ProofFrame is a zero-knowledge content authenticity system that proves photos came from a real camera — not AI — without revealing the photographer's identity.
The problem: AI-generated deepfakes are flooding the internet (1,500% growth 2023-2025). The existing solution, C2PA, proves photos are real but exposes the photographer's GPS, camera serial, and identity. Journalists, whistleblowers, and war correspondents can't use it safely.
ProofFrame solves both problems:
The system uses World ID for anti-Sybil (per-image nullifier — same human can attest different images but not the same one twice), on-chain ENS subdomains with text records (pixelHash, IPFS CID, transforms, metadata), Ledger Clear Signing (ERC-7730) displaying attestation fields on the hardware device, and IPFS for permanent image storage with content hash stored in the smart contract.
Live demo: https://proofframe.fly.dev
ProofFrame is built across 5 layers:
ZK Core: RISC Zero zkVM v3.0 compiles a Rust guest program to riscv32im. Inside the VM: ECDSA signature verification (k256 with bigint precompile), Merkle proof against device registry, PNG decode via the image crate (integer-only zlib, no float), pixel transforms (crop/grayscale/brightness), SHA-256 pixel hashing (accelerated precompile), and selective EXIF disclosure. The image crate's decode-to-pixels pipeline is the metadata firewall — it structurally cannot preserve EXIF/XMP/IPTC/C2PA.
Smart Contract: ImageAttestor.sol on Sepolia verifies the ZK proof, verifies World ID (per-image nullifier scoping via hash(appId, "attest_" + pixelHash)), stores the attestation with IPFS CID on-chain, and atomically creates an ENS subdomain via NameWrapper.setSubnodeRecord() with text records (pixelHash, fileHash, merkleRoot, ipfsCid, url, avatar, contenthash) set via PublicResolver.setText(). 14 Foundry tests. Zero msg.sender checks — fully permissionless.
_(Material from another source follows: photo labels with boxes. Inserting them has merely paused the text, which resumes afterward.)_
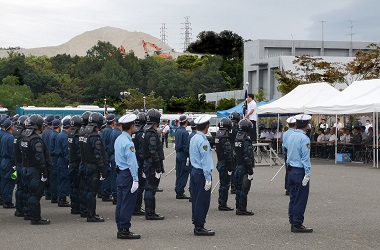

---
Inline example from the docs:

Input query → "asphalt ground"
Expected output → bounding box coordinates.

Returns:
[0,148,380,250]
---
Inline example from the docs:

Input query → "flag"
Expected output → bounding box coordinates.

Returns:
[243,89,248,117]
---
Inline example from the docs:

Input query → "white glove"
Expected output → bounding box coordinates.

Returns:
[205,181,211,191]
[302,175,310,186]
[131,181,139,194]
[154,172,161,179]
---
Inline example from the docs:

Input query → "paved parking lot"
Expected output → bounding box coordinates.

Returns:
[0,148,380,250]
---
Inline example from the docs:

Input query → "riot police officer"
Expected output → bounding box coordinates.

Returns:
[13,115,27,217]
[175,115,190,199]
[79,111,91,217]
[21,115,51,225]
[285,114,313,233]
[83,113,106,222]
[115,114,140,239]
[132,112,146,215]
[235,119,255,215]
[215,117,234,211]
[55,117,71,207]
[67,115,82,214]
[0,118,15,208]
[46,119,61,203]
[230,111,240,194]
[143,109,165,220]
[189,115,215,236]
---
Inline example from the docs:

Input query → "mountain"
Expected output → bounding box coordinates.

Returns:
[0,27,175,58]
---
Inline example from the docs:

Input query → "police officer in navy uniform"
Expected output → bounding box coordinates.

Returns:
[114,114,140,239]
[143,109,165,220]
[13,115,27,217]
[190,115,215,236]
[235,119,255,215]
[67,115,82,214]
[175,115,190,199]
[230,111,240,194]
[215,117,234,211]
[47,119,61,203]
[55,117,71,207]
[286,114,313,233]
[0,118,15,208]
[79,111,91,218]
[282,116,296,195]
[108,116,122,205]
[21,115,51,225]
[132,112,146,215]
[83,112,106,222]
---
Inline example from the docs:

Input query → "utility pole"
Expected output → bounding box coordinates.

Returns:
[181,16,192,52]
[160,23,168,43]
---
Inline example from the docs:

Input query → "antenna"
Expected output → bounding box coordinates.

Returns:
[181,16,192,52]
[160,23,168,43]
Frontend: Next.js 14 with wagmi + ConnectKit for optional Ledger signing. The attest flow: upload image → /api/prove spawns the Rust host binary (RISC0_DEV_MODE=1) → World ID IDKit scan → /api/upload pins to IPFS via Infura → EIP-712 typed data signing on Ledger (shows all attestation fields) → /api/relay submits from relayer wallet.
ENS Integration: On-chain subdomains created inside attestImage() — not off-chain. The contract calls NameWrapper.setSubnodeRecord() then PublicResolver.setText() for 10+ text records including contenthash. Parent domain owner grants contract operator approval via setApprovalForAll(). Labels are first 16 hex chars of pixel hash (lowercased for ENS normalization).
Deployment: Fly.io with 3-stage Docker build (Rust binary + Next.js + node:20-slim runtime). Auto-deploy via GitHub Actions on merge to main. Dev mode proof generation (~3s) with r0vm included in runtime image.
Hacky parts: Three things are mocked for the hackathon demo: (1) Camera signature — we generate a fresh secp256k1 key at runtime instead of using a real camera secure element. The ZK guest verifies it identically; only the key source changes in production. (2) World ID — MockWorldID on Sepolia because real World App roots don't sync to testnet. (3) RISC Zero dev mode — proofs are generated with RISC0_DEV_MODE=1 (~3s) accepted by MockVerifier. Real Groth16 proofs require GPU. The image crate compiled for riscv32im with PNG-only features to avoid JPEG's float-heavy DCT. All mocks are swappable without changing the architecture — same interfaces, same data flow, just different trust anchors.
Hacky parts: Mock World ID with random nullifier generation to avoid DuplicateNullifier on Sepolia (real World App roots don't sync to testnet). The image crate compiled for riscv32im with PNG-only features to avoid JPEG's float-heavy DCT.